The following situation was distributed by Rick Devoe in an email to Sea Grant Director colleagues. It made its way out as the recipients extended the call for assistance to others and is printed here with the author's permission.
Please read https://www.washingtonpost.com/blogs/capital-weather-gang/wp/2015/10/05/the-meteorology-behind-south-carolinas-catastrophic-1000-year-rainfall-event/ if you are interested in the nature of the flooding event we in the state of South Carolina just experienced.

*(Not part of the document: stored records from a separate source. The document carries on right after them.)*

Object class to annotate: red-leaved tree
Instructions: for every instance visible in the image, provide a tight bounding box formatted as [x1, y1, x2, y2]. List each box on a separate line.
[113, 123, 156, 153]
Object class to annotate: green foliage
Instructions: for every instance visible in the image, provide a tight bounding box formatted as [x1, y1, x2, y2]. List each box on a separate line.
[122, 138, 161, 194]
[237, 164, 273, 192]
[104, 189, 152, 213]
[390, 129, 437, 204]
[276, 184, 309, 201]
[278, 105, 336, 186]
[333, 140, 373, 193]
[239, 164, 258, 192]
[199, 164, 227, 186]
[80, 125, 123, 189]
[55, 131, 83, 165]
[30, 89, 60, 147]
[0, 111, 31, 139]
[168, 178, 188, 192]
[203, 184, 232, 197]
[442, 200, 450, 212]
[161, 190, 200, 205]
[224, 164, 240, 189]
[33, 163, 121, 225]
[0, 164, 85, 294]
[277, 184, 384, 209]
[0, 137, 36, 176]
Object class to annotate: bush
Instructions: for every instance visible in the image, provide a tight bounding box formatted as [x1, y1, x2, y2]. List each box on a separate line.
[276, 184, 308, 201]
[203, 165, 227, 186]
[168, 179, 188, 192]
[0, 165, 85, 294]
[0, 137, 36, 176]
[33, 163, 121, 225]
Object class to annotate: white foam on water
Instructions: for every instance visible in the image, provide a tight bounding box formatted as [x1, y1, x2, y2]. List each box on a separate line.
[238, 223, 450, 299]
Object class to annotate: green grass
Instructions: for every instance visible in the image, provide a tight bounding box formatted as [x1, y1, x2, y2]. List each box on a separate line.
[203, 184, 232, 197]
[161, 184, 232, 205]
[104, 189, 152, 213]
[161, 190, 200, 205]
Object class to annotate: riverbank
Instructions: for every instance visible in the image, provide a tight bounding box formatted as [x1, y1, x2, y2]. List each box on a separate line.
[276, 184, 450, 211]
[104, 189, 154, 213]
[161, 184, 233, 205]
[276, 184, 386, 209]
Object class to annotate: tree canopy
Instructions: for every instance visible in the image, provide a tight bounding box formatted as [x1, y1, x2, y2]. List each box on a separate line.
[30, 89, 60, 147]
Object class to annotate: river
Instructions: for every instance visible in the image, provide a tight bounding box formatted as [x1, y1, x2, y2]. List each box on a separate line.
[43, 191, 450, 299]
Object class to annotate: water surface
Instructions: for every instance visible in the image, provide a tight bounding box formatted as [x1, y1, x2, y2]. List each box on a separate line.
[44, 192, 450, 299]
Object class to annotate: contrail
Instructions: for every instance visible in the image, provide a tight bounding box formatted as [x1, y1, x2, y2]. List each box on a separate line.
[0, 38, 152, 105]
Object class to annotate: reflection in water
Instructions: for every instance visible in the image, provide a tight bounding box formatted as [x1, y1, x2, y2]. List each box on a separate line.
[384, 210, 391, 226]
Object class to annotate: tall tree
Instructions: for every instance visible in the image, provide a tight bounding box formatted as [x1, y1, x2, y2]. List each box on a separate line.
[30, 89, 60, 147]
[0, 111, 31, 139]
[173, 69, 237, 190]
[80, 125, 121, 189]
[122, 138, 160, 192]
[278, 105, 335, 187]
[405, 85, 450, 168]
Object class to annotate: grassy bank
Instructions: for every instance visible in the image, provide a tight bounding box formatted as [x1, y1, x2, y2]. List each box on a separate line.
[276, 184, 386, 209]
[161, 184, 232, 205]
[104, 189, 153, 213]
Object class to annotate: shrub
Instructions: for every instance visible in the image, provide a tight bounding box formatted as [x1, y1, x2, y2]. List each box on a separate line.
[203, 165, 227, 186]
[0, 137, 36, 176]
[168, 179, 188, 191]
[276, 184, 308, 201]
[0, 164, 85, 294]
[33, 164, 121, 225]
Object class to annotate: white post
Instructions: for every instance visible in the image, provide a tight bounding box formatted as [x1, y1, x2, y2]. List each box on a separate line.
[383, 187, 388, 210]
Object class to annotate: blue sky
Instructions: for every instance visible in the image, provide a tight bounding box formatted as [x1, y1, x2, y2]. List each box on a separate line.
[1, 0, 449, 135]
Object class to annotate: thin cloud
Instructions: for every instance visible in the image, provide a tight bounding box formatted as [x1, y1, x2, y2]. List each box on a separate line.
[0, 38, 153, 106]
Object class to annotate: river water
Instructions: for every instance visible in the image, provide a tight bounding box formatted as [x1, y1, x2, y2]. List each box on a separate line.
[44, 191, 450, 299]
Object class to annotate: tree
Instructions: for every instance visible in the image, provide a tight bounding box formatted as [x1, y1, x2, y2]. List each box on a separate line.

In the Charleston area, we had anywhere from 15-25 inches of rain over three days. But I think we fared better than our inland brethren, because they do not have low tides, but do have hills and valleys and extensive river floodplains, and earthen dams, etc. that made them more susceptible to flooding events. The University of South Carolina’s main campus in Columbia, SC is closed for the week because there is no potable water available. The salinity in our coastal rivers has reached zero in some places. And the USGS folks are telling us we may have WQ issues in our rivers for the next one-to-two months as the uplands “drain themselves.” Unbelievable. But most folks in this neck of the woods are survivors, and are very good neighbors. And really, the folks in South Carolina are hanging in there, and the state will recover stronger than ever (and maybe a little bit wiser as well). But they need information.
So I am writing to you folks to seek your assistance. We established a coastal information network (SC-CIN; the “CIN” network; see the www.sccoastalinfo.org portal) some years ago which we use to coordinate and partner up outreach/extension/education efforts and resources of a host of coastal outreach partners in South Carolina (e.g., CTPs, coop extension, NOAA agencies, CZM, SCDNR-marine resources, COGs, etc.) so that constituencies (e.g., local governments) have a “one-stop” shop for their coastal information needs.
We are setting up a “SC Flood” section on the SC-CIN portal where we are placing links to available information tools, resources, manuals, how-to and how-not-to booklets, etc. for these communities and others to access. Since most if not all of you have had experiences with water and flooding, I would greatly appreciate if your program would send me links to those information resources (PDF copies are also welcome) which might be useful to our communities, businesses, and homeowners as they work to recover and restore their buildings, structures, and homes. And if you know of portals that already exist for such information, please share those as well.